The commodification of the body, the possibility of modification and the fact that parts of our body are basically interchangeable fascinate me. We are not only occupying a given body but we have a body that is a platform from which we can communicate with the world. The ability to alter the body is a powerful tool we deal with every day, we can go as extreme as our imagination permits, varying depending its purpose. Even when errors occur out of our control, limiting our ability to function, the human body is able to recover. It is not just the literal part of the fragmentation of the body that interests me, but also the psychological part of it. The development of technology gives us so many choices to recreate ourselves, that we have become puppets or a collection of data, which need updates, restoration and reinvention to proceed.

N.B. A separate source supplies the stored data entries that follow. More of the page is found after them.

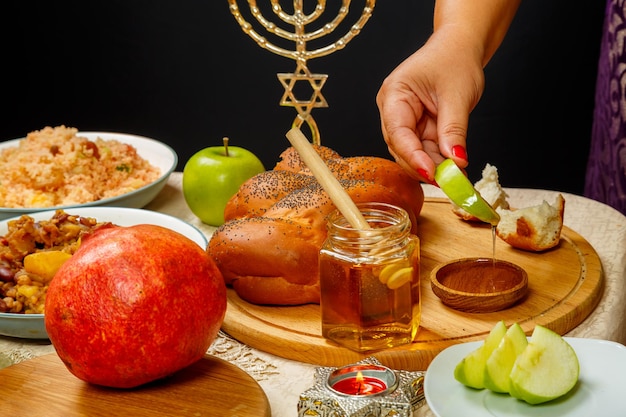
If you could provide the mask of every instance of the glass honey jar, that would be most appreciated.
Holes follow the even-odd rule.
[[[365,352],[411,343],[421,316],[419,239],[405,210],[357,205],[369,229],[336,211],[320,250],[322,335]]]

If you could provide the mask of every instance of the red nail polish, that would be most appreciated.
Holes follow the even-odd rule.
[[[452,155],[456,156],[457,158],[461,158],[464,161],[467,161],[467,152],[465,151],[465,148],[461,145],[454,145],[452,147]]]
[[[420,168],[417,170],[417,173],[420,174],[427,183],[439,187],[439,185],[437,185],[437,183],[434,180],[430,179],[430,177],[428,176],[428,172],[426,172],[425,169]]]
[[[425,169],[420,168],[417,170],[417,173],[420,174],[426,181],[430,180],[430,178],[428,178],[428,172],[426,172]]]

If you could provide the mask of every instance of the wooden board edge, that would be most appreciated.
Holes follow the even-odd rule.
[[[426,198],[425,202],[449,204],[449,201],[443,198]],[[578,256],[582,260],[584,268],[586,268],[586,277],[576,288],[580,289],[583,287],[587,289],[593,294],[593,297],[587,297],[580,291],[573,291],[573,295],[562,300],[556,308],[552,306],[547,311],[539,312],[537,315],[521,321],[519,324],[527,334],[532,333],[537,324],[551,328],[560,334],[565,334],[582,323],[597,307],[602,298],[604,273],[595,249],[580,234],[566,226],[563,226],[562,235],[578,251]],[[237,311],[235,312],[233,309]],[[233,319],[229,316],[229,310]],[[406,347],[362,354],[340,346],[317,344],[318,335],[307,335],[306,333],[276,334],[275,329],[271,327],[271,323],[267,325],[259,323],[258,318],[250,316],[247,311],[230,301],[226,315],[227,320],[224,321],[222,329],[235,339],[245,343],[246,340],[259,338],[263,340],[263,346],[257,346],[260,350],[287,359],[320,366],[341,366],[346,363],[354,363],[368,356],[374,356],[381,363],[396,369],[419,370],[414,368],[416,361],[429,364],[446,347],[457,343],[482,340],[484,335],[488,333],[488,330],[486,330],[484,335],[461,335],[458,338],[445,342],[417,341]],[[268,336],[268,334],[271,335]],[[285,351],[286,346],[289,347],[288,355],[282,353]]]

Joanie Croes — Arnhem, 1984
After two decades in The Netherlands, Joanie's family moved back to Aruba when she was a toddler. She grew up wandering and exploring the rural areas of the Caribbean island with her dog, where she quickly developed her own unique perspective of her surroundings.
Although her artistic talent quickly became evident, a career in fine arts was considered an outlandish if not impossible option for Aruba's youth at the time. By the time she graduated high school however, Joanie's mind was already made up. In order to pursue her formal education in the arts, she moved abroad at age 17 to study at the Minerva Art Academy in Groningen. After following up with a degree in Fine Arts from The Gerrit Rietveld Academie in Amsterdam, she started showing her work in the Netherlands, Aruba and the United States.
Joanie's often autobiographical work consists of drawings, photographs, sculptures, paintings and performance art wherein she studies identity, self-image, the mind and the human body. Aside from making art, Joanie curates and produces live music and arts events.